Desinformação sobre surto de febre amarela coloca macacos em perigo
Embora não transmitam diretamente o vírus, primatas vêm sendo mortos por pessoas que temem contrair febre amarela
Mais de 80 primatas, na sua maioria bugios (do gênero Alouatta), morreram com suspeita de febre amarela nessas últimas semanas no Espírito Santo. Nos últimos dias, as estimativas atualizadas apontam a morte de milhares de outros indivíduos no mesmo estado. A atual epidemia, que atinge as zonas rurais de Minas Gerais e Espírito Santo, não ameaça apenas os humanos, mas populações inteiras de primatas. Além da doença, os macacos também correm o risco de serem eliminados por falta de informação, pois em algumas localidades existe a crença de que sejam transmissores do vírus, o que não ocorre. O último surto de febre amarela em macacos ocorreu entre 2008 e 2009, no Rio Grande do Sul, e causou a morte de mais de dois mil bugios, infectados pelo vírus ou assassinados por pessoas desinformadas sobre o ciclo da febre amarela.

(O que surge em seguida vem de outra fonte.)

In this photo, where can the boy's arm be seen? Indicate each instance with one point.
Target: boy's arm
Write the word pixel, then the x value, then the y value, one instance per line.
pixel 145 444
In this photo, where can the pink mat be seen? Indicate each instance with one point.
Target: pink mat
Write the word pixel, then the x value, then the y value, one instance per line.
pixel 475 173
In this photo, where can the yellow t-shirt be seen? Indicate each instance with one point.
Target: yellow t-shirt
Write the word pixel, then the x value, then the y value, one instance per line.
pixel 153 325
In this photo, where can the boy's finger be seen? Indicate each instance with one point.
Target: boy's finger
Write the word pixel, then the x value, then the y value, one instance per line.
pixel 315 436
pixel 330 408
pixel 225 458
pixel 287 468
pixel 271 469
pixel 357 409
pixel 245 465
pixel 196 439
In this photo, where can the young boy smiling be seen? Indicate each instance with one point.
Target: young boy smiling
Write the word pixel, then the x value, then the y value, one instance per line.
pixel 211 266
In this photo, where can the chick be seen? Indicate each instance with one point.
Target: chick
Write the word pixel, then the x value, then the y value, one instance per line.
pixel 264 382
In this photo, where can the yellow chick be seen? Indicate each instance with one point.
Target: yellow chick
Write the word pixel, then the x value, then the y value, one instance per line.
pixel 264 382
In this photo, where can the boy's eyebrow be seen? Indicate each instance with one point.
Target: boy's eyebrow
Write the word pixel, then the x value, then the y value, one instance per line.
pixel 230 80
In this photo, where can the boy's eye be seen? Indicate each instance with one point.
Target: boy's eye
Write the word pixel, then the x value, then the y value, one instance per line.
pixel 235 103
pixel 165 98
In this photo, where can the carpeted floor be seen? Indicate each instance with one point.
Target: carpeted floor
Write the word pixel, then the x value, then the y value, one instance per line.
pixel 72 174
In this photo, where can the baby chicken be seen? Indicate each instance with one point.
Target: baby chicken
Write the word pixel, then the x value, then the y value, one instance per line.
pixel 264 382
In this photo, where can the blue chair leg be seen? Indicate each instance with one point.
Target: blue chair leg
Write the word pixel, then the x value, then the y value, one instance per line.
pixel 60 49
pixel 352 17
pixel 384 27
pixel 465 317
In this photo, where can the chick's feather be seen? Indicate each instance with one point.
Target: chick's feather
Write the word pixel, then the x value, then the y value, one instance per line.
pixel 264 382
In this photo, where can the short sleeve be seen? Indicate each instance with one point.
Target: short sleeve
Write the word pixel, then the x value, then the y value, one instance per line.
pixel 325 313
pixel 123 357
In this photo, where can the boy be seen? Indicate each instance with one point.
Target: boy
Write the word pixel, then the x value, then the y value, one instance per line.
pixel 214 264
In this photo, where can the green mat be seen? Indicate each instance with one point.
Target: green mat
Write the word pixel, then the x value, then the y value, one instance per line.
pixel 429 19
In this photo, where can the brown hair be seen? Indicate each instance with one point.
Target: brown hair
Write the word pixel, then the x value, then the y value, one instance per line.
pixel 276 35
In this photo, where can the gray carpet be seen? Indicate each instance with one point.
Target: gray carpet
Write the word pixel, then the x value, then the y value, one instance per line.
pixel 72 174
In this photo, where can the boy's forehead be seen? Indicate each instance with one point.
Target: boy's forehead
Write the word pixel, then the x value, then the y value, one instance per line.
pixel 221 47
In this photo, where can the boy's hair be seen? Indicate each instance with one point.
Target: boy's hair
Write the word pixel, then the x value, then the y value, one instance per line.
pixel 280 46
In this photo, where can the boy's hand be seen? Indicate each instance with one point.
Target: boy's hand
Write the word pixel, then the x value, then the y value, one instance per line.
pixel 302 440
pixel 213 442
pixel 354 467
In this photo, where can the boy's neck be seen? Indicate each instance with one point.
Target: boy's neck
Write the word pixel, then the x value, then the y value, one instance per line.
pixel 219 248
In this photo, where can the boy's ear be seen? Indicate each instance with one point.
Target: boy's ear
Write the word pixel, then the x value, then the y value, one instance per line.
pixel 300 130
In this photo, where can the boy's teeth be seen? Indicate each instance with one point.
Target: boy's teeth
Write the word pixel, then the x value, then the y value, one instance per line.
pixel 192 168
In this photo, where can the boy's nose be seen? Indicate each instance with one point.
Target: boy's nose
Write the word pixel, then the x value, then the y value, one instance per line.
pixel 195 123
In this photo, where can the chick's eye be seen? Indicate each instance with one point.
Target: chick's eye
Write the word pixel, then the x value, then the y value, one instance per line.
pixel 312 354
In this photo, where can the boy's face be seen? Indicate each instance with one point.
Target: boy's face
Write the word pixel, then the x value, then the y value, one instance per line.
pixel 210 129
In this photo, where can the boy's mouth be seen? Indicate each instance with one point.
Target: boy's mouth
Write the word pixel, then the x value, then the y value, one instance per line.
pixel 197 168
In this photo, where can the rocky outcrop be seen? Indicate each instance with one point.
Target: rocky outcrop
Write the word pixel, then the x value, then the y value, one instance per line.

Thais Leiroz Codenotti, pesquisadora e coordenadora do Convidas – Associação para Conservação da Vida Silvestre, que liderou um projeto sobre o tema na época, com o apoio da Fundação Grupo Boticário de Proteção à Natureza, alerta que o problema tem se repetido neste ano. “Mesmo com os focos de febre amarela sendo em outros estados, já registramos aqui no Rio Grande do Sul casos de bugios sendo agredidos pela população”, alerta a pesquisadora.
“Este tipo de comportamento gera um desequilíbrio ecológico e agrava a situação”, completa. Maltratar, apreender ou perseguir animais silvestres configura crime ambiental (Lei Federal de Crimes contra o Meio Ambiente 9.605/98).
Para a pesquisadora o melhor meio de prevenção da doença em seres humanos é a vacinação. “É importante monitorar os casos, investigar a real causa das mortes e manter a vacina de febre amarela em dia. Sair matando macacos não resolverá o problema”, ressalta.
Sentinelas
Primatas são tão vítimas da doença quanto humanos. O primatólogo Fabiano Melo, pesquisador responsável pelo Programa de Conservação Muriquis de Minas, que recebe apoio da Fundação Grupo Boticário, afirma que “as espécies de macacos nativas do Brasil, por não terem tido um contato histórico evolutivo com o vírus, tendem a ter baixa resistência ao seu contato”.
Melo alerta que “a doença é transmitida apenas pelos mosquitos e que os macacos, mesmo doentes, mal servem de reservatório do vírus, porque acabam morrendo muito rápido”. Além disso, os primatas se comportam como sentinelas, sinalizando a presença do vírus. “Por estarem na mata, estão mais expostos aos mosquitos e acabam sendo afetados antes dos seres humanos. Quando um primata aparece doente, temos indícios de que nós, humanos, também estamos expostos”, explica.
A importância dos macacos não se resume à sua atuação como sinalizadores da doença. “Esses animais são semeadores naturais. Além de espalharem sementes pelo solo quando comem frutas, o esterco que produzem também favorece o nascimento de novas árvores”, afirma Melo.
O pesquisador realiza estudos em áreas protegidas situadas em Minas Gerais, e admite que na Reserva Particular do Patrimônio Natural (RPPN) Feliciano Abdala, localizada no município de Caratinga (MG), epicentro da epidemia em Minas Gerais, a doença pode atingir os muriquis-do-norte (Brachyteles hypoxanthus). Essa RPPN é a unidade de conservação mais importante para a proteção da espécie, que são os primatas mais ameaçados de extinção das Américas. “Aparentemente, a vulnerabilidade varia de espécie para espécie, mas todos os primatas neotropicais são vulneráveis. O vírus pode atingir uma população de muriqui e dizimá-la, como está acontecendo com os bugios”, completa.
Transmissão
A transmissão da febre amarela pode ocorrer de duas formas: silvestre e urbana. O contágio silvestre ocorre de macacos para mosquitos, normalmente das espécies Haemagogus ou Sabethes, que só vivem na floresta. Os mosquitos, então, transmitem o vírus desses macacos infectados para humanos. “Já a febre amarela urbana, muito mais comum que a silvestre, ocorre quando uma pessoa já infectada pelo vírus é picada pelo Aedes aegypti, que retransmite a doença para outras”, explica Codenotti.